何というか、驚異の新人だった。あれが『ゆとり』なのだろうか。正直怖い。
「ちーす。おはよーございまーす」
「おう、来たな、新人」
「よろしくっす」
曲がった背筋に眠そうな顔、そして極め付けに酷い寝癖、起きてすぐに来たというよりも、すぐそこで起きましたという出で立ちだ。

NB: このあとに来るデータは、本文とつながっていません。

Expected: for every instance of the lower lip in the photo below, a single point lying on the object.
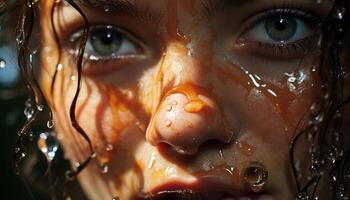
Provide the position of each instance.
(260, 197)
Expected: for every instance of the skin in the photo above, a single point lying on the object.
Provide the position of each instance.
(198, 104)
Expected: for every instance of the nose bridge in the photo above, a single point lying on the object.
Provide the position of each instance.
(179, 66)
(187, 114)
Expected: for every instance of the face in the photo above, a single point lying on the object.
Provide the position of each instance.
(184, 95)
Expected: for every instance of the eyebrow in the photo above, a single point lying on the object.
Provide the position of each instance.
(141, 11)
(210, 7)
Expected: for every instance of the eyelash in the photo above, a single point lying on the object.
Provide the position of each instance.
(289, 49)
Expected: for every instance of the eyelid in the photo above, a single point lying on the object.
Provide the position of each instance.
(300, 13)
(141, 48)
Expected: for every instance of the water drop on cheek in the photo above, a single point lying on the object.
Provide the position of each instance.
(109, 147)
(168, 123)
(194, 106)
(2, 63)
(50, 124)
(303, 196)
(169, 107)
(48, 145)
(339, 13)
(106, 8)
(256, 176)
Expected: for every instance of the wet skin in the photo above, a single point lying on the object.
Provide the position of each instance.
(192, 97)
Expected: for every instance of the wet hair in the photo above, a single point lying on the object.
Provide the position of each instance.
(329, 145)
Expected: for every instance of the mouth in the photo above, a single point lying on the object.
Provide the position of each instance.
(209, 195)
(212, 189)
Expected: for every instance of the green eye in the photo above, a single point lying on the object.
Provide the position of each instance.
(281, 28)
(105, 41)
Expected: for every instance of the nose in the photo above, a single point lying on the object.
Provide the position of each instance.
(187, 115)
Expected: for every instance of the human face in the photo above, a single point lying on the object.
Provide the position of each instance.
(178, 95)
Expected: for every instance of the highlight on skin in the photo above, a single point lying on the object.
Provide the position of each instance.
(166, 100)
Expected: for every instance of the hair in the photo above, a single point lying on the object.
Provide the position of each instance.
(329, 149)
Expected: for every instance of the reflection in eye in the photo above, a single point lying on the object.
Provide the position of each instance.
(286, 30)
(106, 42)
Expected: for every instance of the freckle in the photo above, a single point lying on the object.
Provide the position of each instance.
(189, 125)
(194, 106)
(169, 107)
(168, 123)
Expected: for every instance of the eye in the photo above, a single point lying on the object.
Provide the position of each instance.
(108, 42)
(283, 32)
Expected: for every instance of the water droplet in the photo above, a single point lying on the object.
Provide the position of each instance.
(317, 119)
(59, 67)
(333, 154)
(292, 79)
(168, 123)
(50, 124)
(194, 106)
(48, 145)
(256, 176)
(29, 112)
(169, 107)
(104, 168)
(17, 150)
(106, 8)
(339, 13)
(303, 196)
(151, 161)
(70, 175)
(2, 63)
(93, 155)
(241, 42)
(109, 147)
(317, 167)
(40, 107)
(341, 193)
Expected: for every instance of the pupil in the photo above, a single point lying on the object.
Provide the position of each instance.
(280, 24)
(107, 39)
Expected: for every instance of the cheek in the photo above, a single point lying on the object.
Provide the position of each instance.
(273, 110)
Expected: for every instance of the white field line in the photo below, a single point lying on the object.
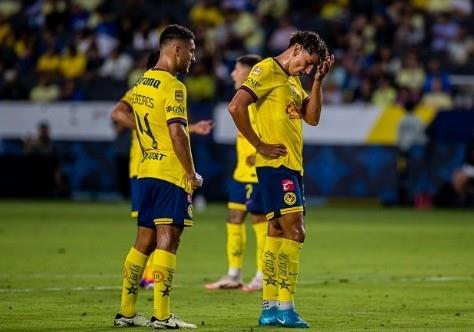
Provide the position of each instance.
(316, 281)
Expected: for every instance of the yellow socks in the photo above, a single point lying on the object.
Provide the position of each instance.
(148, 273)
(288, 261)
(164, 265)
(236, 239)
(260, 230)
(269, 268)
(132, 274)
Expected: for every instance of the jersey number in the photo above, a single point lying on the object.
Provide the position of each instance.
(147, 129)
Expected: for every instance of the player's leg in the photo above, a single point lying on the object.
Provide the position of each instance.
(134, 265)
(173, 211)
(292, 226)
(147, 278)
(236, 238)
(259, 225)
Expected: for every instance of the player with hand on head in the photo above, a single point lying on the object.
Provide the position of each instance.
(244, 196)
(273, 85)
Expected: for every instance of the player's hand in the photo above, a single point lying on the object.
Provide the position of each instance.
(272, 151)
(202, 127)
(195, 180)
(323, 68)
(250, 160)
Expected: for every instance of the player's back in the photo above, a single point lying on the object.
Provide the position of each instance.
(278, 99)
(158, 100)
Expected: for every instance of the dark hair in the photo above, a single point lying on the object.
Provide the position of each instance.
(174, 31)
(152, 59)
(311, 42)
(249, 59)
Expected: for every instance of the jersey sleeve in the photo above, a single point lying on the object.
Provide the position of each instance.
(259, 81)
(127, 97)
(175, 105)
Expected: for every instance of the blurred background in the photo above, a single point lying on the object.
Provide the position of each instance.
(397, 125)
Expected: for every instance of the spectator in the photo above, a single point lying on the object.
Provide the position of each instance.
(385, 94)
(145, 38)
(279, 38)
(434, 72)
(436, 97)
(412, 74)
(45, 91)
(463, 177)
(48, 62)
(72, 64)
(12, 88)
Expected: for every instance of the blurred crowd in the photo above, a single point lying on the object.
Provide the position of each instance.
(387, 52)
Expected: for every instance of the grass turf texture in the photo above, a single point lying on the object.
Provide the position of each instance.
(361, 269)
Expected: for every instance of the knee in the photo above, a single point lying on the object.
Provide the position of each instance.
(144, 247)
(168, 243)
(236, 216)
(298, 234)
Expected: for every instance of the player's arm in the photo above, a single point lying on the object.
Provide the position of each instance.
(122, 113)
(182, 149)
(311, 109)
(238, 109)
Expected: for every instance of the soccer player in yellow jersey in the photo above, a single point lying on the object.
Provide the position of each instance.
(123, 115)
(244, 196)
(273, 85)
(166, 179)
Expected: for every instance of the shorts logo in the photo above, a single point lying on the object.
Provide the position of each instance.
(178, 96)
(158, 276)
(288, 185)
(289, 198)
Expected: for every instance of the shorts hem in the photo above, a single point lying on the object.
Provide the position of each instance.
(284, 211)
(237, 206)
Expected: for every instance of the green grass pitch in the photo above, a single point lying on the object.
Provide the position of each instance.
(362, 269)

「……格好も何だが、もう少し早く来いよ。もう五分前じゃないか」
「え、遅刻っすか?」
「いや、遅刻じゃないけど、準備とか色々あるんだから」
「自分、時間にはうるさいんで、公私はキッチリ分けるタイプっすから」
「あ、そう」
まぁいいや。オレも新人の時は先輩に迷惑かけたしな。
「じゃあ、早速着替えてこい」
「着替え? このままじゃダメっすか?」
「ダメっていうか……」
そもそも仕事をするようには見えないんだが。
「とりあえずサンダルはマズいだろ」
普通に靴履いてこいや。近所のゴミ出しかっ。
「えっ、サンダルはダメっすか。これ楽なんすけど」
知ってるよ。
「ウチは確かに軽作業だけど、それなりに重い物を運んだりするからな。一応安全靴推奨だ。面接の時に聞かなかったか?」
「聞いてないっす」
ちゃんと話しとけよ、あのジジイ。
「じゃあこれ履け。予備のスニーカーだ」
言いつつ自分のロッカーから軽いジョギングシューズを取り出す。事務仕事メインの日はこっちの方が圧倒的に楽だ。安全靴は何だかんだ重いからな。
「どうもっす」
受け取った新人は、まじまじと靴を見ている。
「どうした?」
「いや、あの……」
「あ、サイズ合わなかったか?」
「それは大丈夫っす」
「じゃあ何だ?」
「これ履いて、水虫うつらないっすかね?」
「うつらねぇよっ」
勝手に水虫にするな。
「じゃあ履くっす」
「失礼な奴だな……それと、お前手ぶらだけど、帽子はどうした?」
「帽子?」
「指定のヤツ貰っただろ?」
「あー……忘れたっす」
初日から忘れてくるとか、態度以前の話である。
しかし、ここで頭ごなしに怒ってはいけない。失敗で怒るのは愚かなことだ。ミスは誰にでもある。
「しょーがねーな。ホレ、こいつを使え」
そう言って同じロッカーから予備の帽子を取り出して渡す。
「どうもっす」
受け取った新人は、またもまじまじと帽子を見つめた。
「どうした? シラミとかいないぞ」
「いやあの……」
「髪型とか気にする必要ないだろ」
その寝癖がわざとセットしたものだとしたら逆に笑う。
「これは寝癖なんで別にいいっすけど、これ被ったらハゲがうつらないっすかね?」
「うつらねぇよ! というかハゲてねぇよっ」
人をカツラ愛用者みたいに言うんじゃねぇよ。ただでさえちょっと怪しまれているんだからよ。
「……そっすか。とりあえず今日は被っとくっす」
そう言いつつ新人は帽子を浅く被る、というより頭の上にチョコンと載せた。
くそ、コイツ信じてないな。
「とりあえず一通りの説明始めるけど、メモはとっとけよ」
「メモ?」
まぁ持ってきているハズがないよな。
「そこのメモ帳使っていいから」
「どうもっす。ところで――」
「ん?」
「ペンとかないっすか?」
「お前なっ、ボールペンの一本くらい持ってこなかったのかよっ」
「財布も忘れたっす」
「何もかも忘れてやがる」
「スマホは持ってるっす」
「ゆとりかっ!」
勢いよく突っ込んで少し気が晴れたオレは、胸元に刺したボールペンを一本引き抜いて差し出した。
「メモはともかく、仕事する時にも筆記具がないと困るだろ。一本やるから使え」
「どうもっす」
受け取った新人は、やはりと言うべきかボールペンをまじまじと見つめている。
「今度は何だ?」
「いやあの……」
「とりあえず言ってみ?」
怒るだろうけど。
「これ、エイズうつったりしないっすよね?」
「何でだよっ!」
「だってホラ、ア〇ルに入れたボールペンじゃないっすか」
「入れてねぇよっ!」
酷い言いがかりである。
「……まぁ、綺麗に洗ってあるなら使うっす」
「だーかーらー」
ホント、とんでもない新人が入ってきたものだ。
今までは出世なんて全く考えてもいなかったけど、何かの間違いでコイツが出世して、オレの上司になんて話になったらたまらない。
コイツの部下だけはゴメンだ。
その日からオレは、出世のために勉強を始めることにした。
20年後、オレは社長になりました。